Unlike options 1 and 2, options 3 and 4 do provide extra, otherwise inaccessible, information about the zones, so while you can easily write a comparison function to mimic options 1 and 2 in a world using option 3, you cannot write a comparison function using option 3 in a world where we use option 1 or 2.

We would also presumably have the option of making it so that zoneinfo.ZoneInfo("UTC") == datetime.timezone.utc if we have a custom, value-based comparison method, which might conceivably be convenient for trying to “normalize” your UTC or other fixed-offset time zones (though I suspect this would only be really meaningful for UTC, and you can special-case that by checking against str(zi) == "UTC", which, incidentally, would work for pytz as well).

I think the most important thing about this is how it would affect how these things get hashed. If we go with option 2, then it would not be possible to hold two different instances of zones with the same key together in a set:

>>> s = {ZoneInfo("America/New_York",
...      ZoneInfo.no_cache("America/New_York")}
>>> s
{ZoneInfo('America/New_York')}

Which means that {dt.tzinfo for dt in bunch_of_datetimes} won’t necessarily give you all the ZoneInfo objects used in bunch_of_datetimes.

If we go with option 3, then zones that are links to one another or are distinct zones with the same behavior could not co-exist in a set together:

>>> s = {ZoneInfo("America/New_York"),
         ZoneInfo("US/Eastern")}
>>> s
{ZoneInfo('America/New_York')}

If we go with option 4, though, you wouldn’t be able to tell whether two zones are identical to one another even if they have different keys, so you can’t do something like this:

with open(some_file, "rb") as f:
    unknown_zi = ZoneInfo.from_file(f)

print(unknown_zi == ZoneInfo("America/New_York"))

You also wouldn’t have any way to detect whether two zones have the same behavior but different names (e.g. "US/Eastern" and "America/New_York").

In the end, I can sort of imagine uses for having some sort of value-based equality in ZoneInfo, but there’s no one obvious choice here. I don’t know why people would want to use these things as keys in a dictionary, but maybe they would. I can also see some reasons for putting them in a set, but nothing so common that there’s one obvious use case.
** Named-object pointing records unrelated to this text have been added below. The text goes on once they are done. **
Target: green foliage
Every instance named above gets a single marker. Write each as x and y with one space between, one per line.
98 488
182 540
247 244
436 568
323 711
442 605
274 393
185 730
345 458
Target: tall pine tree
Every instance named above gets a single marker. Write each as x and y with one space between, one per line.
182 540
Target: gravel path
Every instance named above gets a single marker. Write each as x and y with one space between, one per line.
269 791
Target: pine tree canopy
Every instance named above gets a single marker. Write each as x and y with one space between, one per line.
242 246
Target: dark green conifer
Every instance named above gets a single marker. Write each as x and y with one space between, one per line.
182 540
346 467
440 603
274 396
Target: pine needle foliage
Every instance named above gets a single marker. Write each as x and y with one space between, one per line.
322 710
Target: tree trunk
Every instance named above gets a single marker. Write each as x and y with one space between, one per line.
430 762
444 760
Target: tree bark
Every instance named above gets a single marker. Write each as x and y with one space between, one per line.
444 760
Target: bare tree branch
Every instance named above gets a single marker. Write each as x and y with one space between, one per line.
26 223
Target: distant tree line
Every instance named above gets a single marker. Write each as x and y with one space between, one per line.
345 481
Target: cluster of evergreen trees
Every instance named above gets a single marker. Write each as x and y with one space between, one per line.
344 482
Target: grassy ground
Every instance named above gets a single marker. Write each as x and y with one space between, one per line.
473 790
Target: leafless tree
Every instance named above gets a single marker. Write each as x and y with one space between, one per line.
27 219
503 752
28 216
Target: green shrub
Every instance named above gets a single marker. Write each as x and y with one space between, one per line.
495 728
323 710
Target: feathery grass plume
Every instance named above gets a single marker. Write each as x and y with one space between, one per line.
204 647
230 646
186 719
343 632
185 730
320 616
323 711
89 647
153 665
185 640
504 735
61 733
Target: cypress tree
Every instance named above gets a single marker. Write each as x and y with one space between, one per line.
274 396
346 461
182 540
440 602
In terms of performance, option 1 is the cheapest for both hashing and equality, and options 3 and 4 are most expensive, but we can use a cache to at least make the hash comparison a one-time cost.

My proposal: I think that we should stick with option 1 (default implementation - comparison by object identity) for equality, because that most closely matches the semantics people will care about (and for the same reasons that we have pickle serializing by key).

If a lot of people are chafing at the inability to do “comparison by value”, in a future version we can offer an .equivalent_transitions() method that exposes the results of option 3. We would also have the option of changing __hash__ to be value-based in the future, since hash values aren’t guaranteed, and all we’d be doing is introducing some hash collisions, but that would allow people to create subclasses (or wrapper functions) with the __eq__ and __hash__ behavior described in either options 3 or 4.